Care must be taken to determine the composition of training and testing sets. First, they should be mutually exclusive, so that a specific fact does not represent both subsets. Thus, if two facts have the same input and output values, one of these facts should be removed from the fact set before it is separated into subsets. For these reasons, tools that automatically split the fact set may not be very helpful.

For instance, in an 80/20 split, automatic data separation tools may place every fifth fact into the test set. If the facts are in chronological order before the split, all data representing one day of the week, such as a Monday or a Friday, could be assigned to the test set, while the rest of the data representing the remaining trading days would be assigned to the training set. Since doing this would adversely affect the network’s performance, the facts should be carefully arranged before splitting them into subsets.

The fact set can be split in such a way that the training and testing subsets will have similar distributions, relative to certain important characteristics such as cyclical movements. Statistical analysis or clustering algorithms can be used for this purpose. A careful analysis of the fact set also allows outliers to be identified and eliminated.

The training process requires a separate training fact set. The first task performed during training is to initialise the weights. Weights change during the training phase, as the network adapts its internal representation to model a financial market.

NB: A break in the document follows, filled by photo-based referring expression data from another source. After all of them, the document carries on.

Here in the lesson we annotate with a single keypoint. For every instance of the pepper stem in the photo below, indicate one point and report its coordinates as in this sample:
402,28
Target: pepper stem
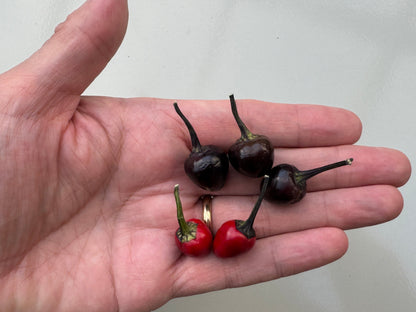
181,219
248,224
307,174
196,145
245,133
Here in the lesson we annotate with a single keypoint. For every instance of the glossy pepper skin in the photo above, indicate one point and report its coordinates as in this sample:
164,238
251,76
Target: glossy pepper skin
287,183
193,237
207,165
252,154
235,237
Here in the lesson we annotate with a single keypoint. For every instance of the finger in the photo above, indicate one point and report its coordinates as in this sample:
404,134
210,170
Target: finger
286,125
343,208
70,60
271,258
371,166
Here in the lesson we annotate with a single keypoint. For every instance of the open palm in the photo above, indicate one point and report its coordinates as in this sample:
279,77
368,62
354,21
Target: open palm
87,209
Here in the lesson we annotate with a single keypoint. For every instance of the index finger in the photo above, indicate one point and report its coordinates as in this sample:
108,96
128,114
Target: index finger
286,125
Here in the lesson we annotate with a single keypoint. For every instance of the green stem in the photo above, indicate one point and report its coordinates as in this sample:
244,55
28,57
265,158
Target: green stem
181,219
307,174
245,133
196,145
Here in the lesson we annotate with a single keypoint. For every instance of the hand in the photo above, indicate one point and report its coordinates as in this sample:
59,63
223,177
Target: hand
86,193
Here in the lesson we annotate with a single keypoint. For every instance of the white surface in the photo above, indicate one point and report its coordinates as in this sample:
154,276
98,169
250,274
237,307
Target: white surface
360,55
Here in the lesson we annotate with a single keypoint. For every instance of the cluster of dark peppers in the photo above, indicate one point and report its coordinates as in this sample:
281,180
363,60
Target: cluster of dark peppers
252,155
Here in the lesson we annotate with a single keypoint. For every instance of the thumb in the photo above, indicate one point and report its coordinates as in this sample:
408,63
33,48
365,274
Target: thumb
69,61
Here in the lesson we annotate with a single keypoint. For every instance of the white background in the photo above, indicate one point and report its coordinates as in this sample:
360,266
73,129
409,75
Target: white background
355,54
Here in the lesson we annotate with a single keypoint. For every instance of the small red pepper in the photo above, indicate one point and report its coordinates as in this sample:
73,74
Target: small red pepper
237,236
193,237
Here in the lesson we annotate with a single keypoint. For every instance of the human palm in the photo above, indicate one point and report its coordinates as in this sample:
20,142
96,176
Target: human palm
87,208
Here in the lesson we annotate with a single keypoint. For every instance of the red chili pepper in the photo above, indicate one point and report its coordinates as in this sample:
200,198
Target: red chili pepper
193,237
237,236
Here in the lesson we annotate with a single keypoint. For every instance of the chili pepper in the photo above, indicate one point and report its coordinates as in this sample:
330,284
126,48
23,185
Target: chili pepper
237,236
193,237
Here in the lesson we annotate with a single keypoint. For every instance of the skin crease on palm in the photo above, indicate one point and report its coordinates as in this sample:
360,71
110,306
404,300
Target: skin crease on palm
87,213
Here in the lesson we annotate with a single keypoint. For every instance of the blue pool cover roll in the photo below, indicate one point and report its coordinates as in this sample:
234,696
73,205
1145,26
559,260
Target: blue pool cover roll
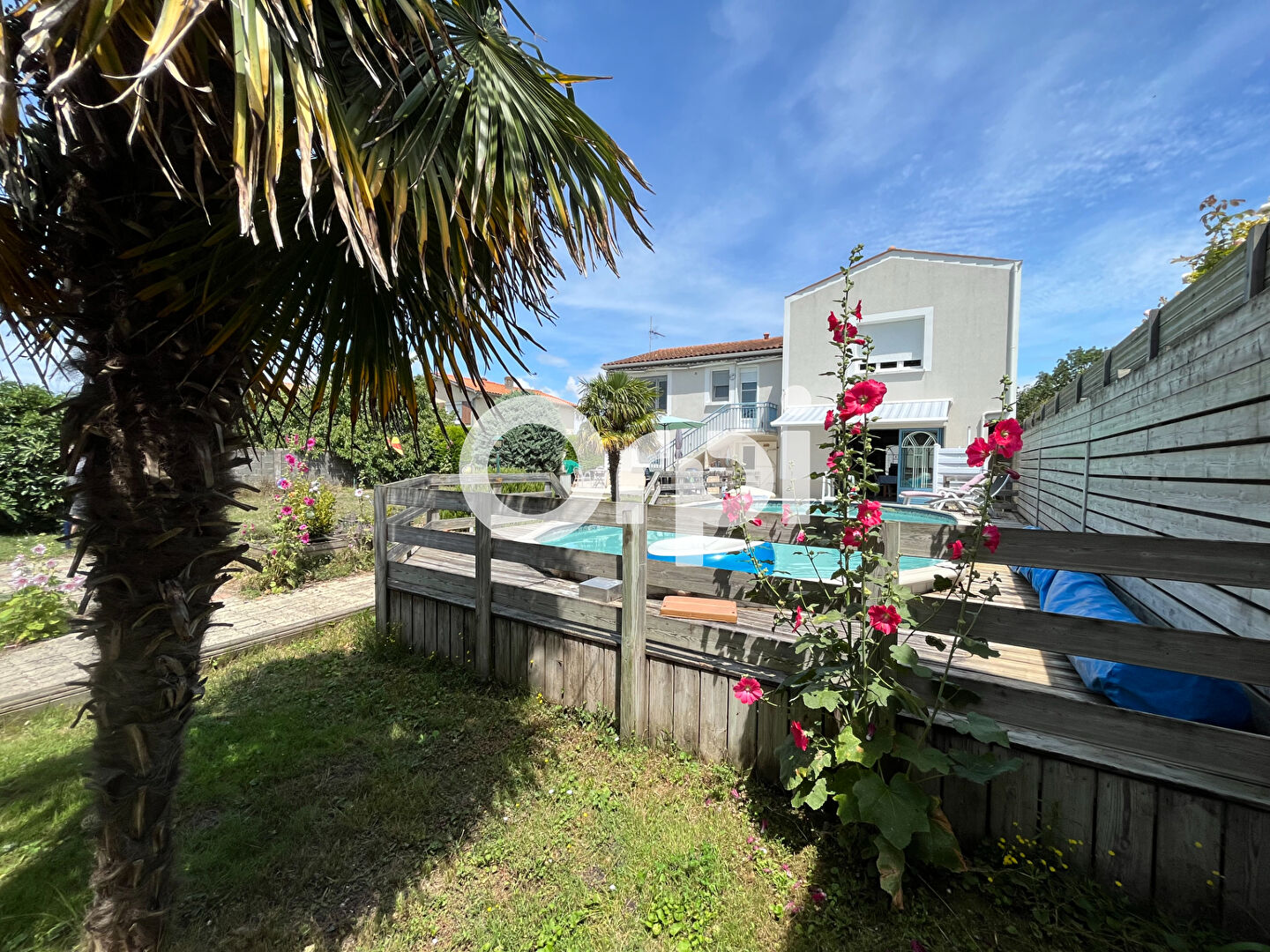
1152,689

Initially, relatively small random weights are used in the network. Since initial weights can affect the performance of networks, training can also be done with specific sets of initial weights. Changing the weights at each stage is done to reduce output errors. Neural network training is represented in Figure 16.11. When the actual is lesser than the desired, the weights (A, B, C, D) are changed so that the actual exceeds and finally comes near the desired output.

The learning process is based on error information propagated backward throughout the network from the output layer. One cycle of presenting all facts to the network is commonly referred to as an epoch. With each change in the weights, the network takes a step on a multidimensional surface, which is a representation of the overall error space. During training the network searches is this multidimensional surface to find the lowest point, or minimum error. Weight changes are proportional to a training parameter called the learning rate.

Figure 16.11 Neural network training

Initially a learning rate should be selected, which does not result in oscillation. A simple example of oscillation, is that a network’s current weight place it halfway down a valley on a two dimensional error surface, as depicted in Figure 16.12. If the learning rate is too large, the network’s next step may place it on the other side of the valley, as opposed to moving it closer toward the bottom. The following step may return it to the original side. Due to this oscillation, the network tends to bounce back and forth from one side of the valley to the other without moving towards the bottom where the minimum error is found. On the other hand, if the learning rate is too small, implying that the steps the network takes are very small, it could take could take a long time to reach the solution.

Figure 16.12 Learning rate (through reduction in oscillation)

Since each financial forecast has its own unique error surface, it is necessary to vary the learning rate to find the best balance between training time and overall error reduction.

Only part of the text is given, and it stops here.